The aim of this series of publications is to bring together published information on selected genera of trees which have the potential to increase the supply of fodder for ruminants. Each booklet summarizes published information on the fodder characteristics and nutritive value of one genus, with recommendations on management strategies, where available. Further, since the leaves of woody species frequently contain secondary compounds which may have an antinutritional, or toxic, effect, a separate booklet summarizes the effects of a number of these compounds. It is hoped that the booklets will provide useful resource material for students, research and extension workers, interested in promoting the use of trees as a source of fodder for ruminants.

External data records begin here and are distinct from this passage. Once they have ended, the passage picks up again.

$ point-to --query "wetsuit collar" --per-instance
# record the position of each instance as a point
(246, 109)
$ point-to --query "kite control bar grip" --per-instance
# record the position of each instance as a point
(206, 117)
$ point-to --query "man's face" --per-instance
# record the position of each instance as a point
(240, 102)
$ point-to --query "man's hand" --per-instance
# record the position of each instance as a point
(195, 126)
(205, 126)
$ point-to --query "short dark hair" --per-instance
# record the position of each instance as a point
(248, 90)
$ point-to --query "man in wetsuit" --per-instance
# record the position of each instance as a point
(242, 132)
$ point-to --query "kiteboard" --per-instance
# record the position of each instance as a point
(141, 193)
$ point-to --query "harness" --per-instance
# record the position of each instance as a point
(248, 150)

Further copies of this booklet or others in the series can be obtained by writing to Publishing and Publicity Services at the Natural Resources Institute.
Margaret Gill
Livestock Production
Programme
Family FAGACEAE
Principal species Quercus alba
Q.
calliprinos
Q. coccipra
Q. falcata
Q. gambelii
Q. glauca
Q.
grisea
Q. havardii
Q. flex
Q. incana
Q. lamellosa
Q.
macrocarpa
Q. pubescens
Q. robur (syn. Q. pedunculata)
Q. rubra (syn.
Q. borealis)
Q. semecarpifolia
Q. suber
Q. velutina (syn. Q. tinctoria)
Common name Oak
The leaves and acorns of many oak species are avidly eaten by cattle, sheep, goats, horses and pigs. Oak fodder contains relatively high levels of polyphenolic compounds and is not highly digestible but it is often available at times of the year when other fodder is in short supply. Its crude protein content is reasonable and it can be a useful supplement to poor-quality grazing or to cereal straw-based diets.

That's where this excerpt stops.